Companies often go badly wrong when it comes to compiling what can be their only contact with shareholders, according to a survey of more than 1,400 shareholders, analysts, finance directors and investor relations experts published today.

Depressingly enough for the collective egos of the board, only one in six shareholders wanted a picture of the chairman, with only a few more eager for a photograph of the board. A typical shareholder comment was: 'Having photos of directors is only a mark of their own self-importance.'

Finance directors, meanwhile, are mistakenly concerned about the company's image. 'They want eye-catching covers, good paper, and an overall look of quality but neither shareholders nor analysts think any of these are of particular importance.' A shareholder's brutal comment: 'Design cannot improve a company's results. . .'

More seriously for companies, less than a quarter of analysts and only 40 per cent of shareholders thought reports gave a 'true and fair view'. 'An annual report is self- generated by the company so one cannot expect it to be 'true and fair',' one analyst said. 'Reports are not a very reliable source of information. They are probably useful for misleading lenders and shareholders,' an investment expert added.

This will sound familiar to those who have followed the Terry Smith saga. He was suspended last week as head of UK equity research by Phillips & Drew after treading on corporate toes with his description of legal accounting methods used by companies to massage their accounts.

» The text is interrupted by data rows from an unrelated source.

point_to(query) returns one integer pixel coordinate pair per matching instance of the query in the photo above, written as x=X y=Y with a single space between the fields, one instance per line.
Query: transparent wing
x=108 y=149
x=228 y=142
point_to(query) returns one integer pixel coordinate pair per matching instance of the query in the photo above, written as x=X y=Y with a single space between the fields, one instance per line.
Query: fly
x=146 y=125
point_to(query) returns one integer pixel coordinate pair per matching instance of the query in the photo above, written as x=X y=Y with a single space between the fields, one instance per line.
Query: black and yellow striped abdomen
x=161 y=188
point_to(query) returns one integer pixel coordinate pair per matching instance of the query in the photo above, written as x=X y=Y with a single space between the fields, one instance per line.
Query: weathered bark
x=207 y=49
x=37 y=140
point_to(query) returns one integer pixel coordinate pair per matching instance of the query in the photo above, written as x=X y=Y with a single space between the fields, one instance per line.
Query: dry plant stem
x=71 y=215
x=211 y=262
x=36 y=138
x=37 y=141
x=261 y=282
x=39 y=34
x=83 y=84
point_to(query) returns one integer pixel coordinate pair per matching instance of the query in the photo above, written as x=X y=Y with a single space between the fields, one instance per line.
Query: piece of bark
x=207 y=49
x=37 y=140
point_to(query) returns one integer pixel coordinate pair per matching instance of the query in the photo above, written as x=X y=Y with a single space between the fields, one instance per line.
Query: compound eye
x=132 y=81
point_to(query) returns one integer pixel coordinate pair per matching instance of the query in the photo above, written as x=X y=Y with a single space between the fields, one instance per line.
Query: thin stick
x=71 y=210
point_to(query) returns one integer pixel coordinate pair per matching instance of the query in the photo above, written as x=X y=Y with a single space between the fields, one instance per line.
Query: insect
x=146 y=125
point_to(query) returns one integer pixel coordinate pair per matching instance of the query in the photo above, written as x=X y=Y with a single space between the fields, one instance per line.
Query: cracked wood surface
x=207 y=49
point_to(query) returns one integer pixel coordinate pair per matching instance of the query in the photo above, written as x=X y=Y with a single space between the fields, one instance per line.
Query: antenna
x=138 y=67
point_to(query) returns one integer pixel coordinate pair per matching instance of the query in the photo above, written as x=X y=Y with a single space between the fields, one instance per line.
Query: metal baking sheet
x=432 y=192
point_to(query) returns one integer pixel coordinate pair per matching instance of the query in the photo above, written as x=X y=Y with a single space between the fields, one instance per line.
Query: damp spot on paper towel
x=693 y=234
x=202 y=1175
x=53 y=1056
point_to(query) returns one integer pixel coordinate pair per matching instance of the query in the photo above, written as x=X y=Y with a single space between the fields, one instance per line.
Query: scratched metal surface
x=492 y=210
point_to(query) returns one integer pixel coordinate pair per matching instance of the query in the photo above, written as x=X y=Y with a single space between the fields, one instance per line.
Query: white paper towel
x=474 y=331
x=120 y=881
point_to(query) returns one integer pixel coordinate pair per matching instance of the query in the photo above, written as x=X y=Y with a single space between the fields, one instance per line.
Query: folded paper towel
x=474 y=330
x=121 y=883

According to the survey, commissioned by McBride's design consultants, some investors are not so easily misled. 'All company reports must be deciphered before one can discard the effects of creative accounting,' one said. Others said: 'Bad results are often disguised', and 'Most figures are 'accounts-speak' adjusted for tax purposes; most other information is cosmetic.' Still, 83 per cent of the shareholders had never contacted a company over its annual report. So they have only themselves to blame.